22 Okt 2021

Ökonomischer Nutzen von Unternehmenskultur

Kürzlich wurde ich gefragt, wie man den Nutzen von Investitionen in die Unternehmenskultur ökonomisch bewerten kann.
Das wäre in der Tat nobelpreisverdächtig: Eine Formel (oder ein Algorithmus), die (der) den ökonomischen Nutzen, die Wirtschaftlichkeit einer Investition in Unternehmenskultur einfach berechnet. Und den ROI gleich mit ausweist. Doch diese Formel gibt es nicht. Die Entscheidung „Ja, machen wir“, die der Investition in Unternehmenskultur vorausgeht, fällt wie alle Investitionen unter Unsicherheit. An dieser grundsätzlichen Unsicherheit ändern auch die positiven Erwartungen nichts, die ein „Ja“ letztlich auslösen. Der angestrebte Erfolg liegt in der Zukunft. Auch die Glaskugel, die die Zukunft vorhersagt, wurde noch nicht erfunden.

In diesem Licht betrachtet, befinden sich Investitionen in Unternehmenskultur in guter Gesellschaft. Jede Investition, beispielsweise in eine neue Maschine, unterliegt eben dieser Unsicherheit. Es werden Erwartungen in die Maschine gesetzt, z. B. Steigerung der Produktivität, die dann bitte auch eintreffen sollen. Damit die Wirtschaftlichkeitsrechnung aufgeht. Im Unterschied zum menschlichen Verhalten mag das Verhalten einer Maschine besser vorhersehbar sein. Aber was, wenn der Markt einbricht und die Maschine nicht den Break-Even-Point erreicht? Und macht eine Maschine gleich den ganzen Prozess aus, den es eigentlich zu verbessern gilt?

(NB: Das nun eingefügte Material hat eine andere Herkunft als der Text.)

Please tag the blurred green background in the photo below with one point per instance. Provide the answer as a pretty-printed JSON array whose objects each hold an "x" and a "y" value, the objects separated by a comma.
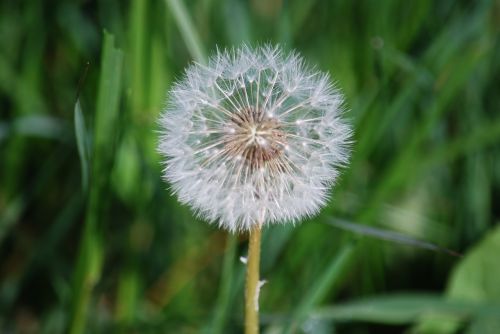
[{"x": 91, "y": 241}]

Frage nach dem ökonomischen Nutzen ist nachvollziehbar

Dennoch bleibt es nachvollziehbar wünschenswert, zu wissen, was die Investition in Unternehmenskultur „bringt“. Die häufig zitierte Unterhaltung zwischen einem CEO und einem CFO weist dabei einen Weg:

CFO zum CEO: „Was, wenn wir unsere Mitarbeitenden qualifizieren, und sie verlassen uns dann?“
CEO zum CFO: „Und was, wenn wir es nicht tun und unsere Mitarbeitenden bleiben?“

Der CEO bringt mit seiner Gegenfrage den bekannten Ansatz der Opportunitätskosten ins Spiel. Opportunitätskosten entstehen, wenn ich durch die Entscheidung für eine Investition auf den Nutzen einer alternativen Investition verzichten muss. Berühmtestes Beispiel: Anstatt in eine Maschine zu investieren, kann ich auch in eine rentable Kapitalanlage investieren. Die Erträge der Kapitalanlage schmälern den Nutzen der Investition. Sind die Zinsen sehr hoch, unterbleibt die Investition.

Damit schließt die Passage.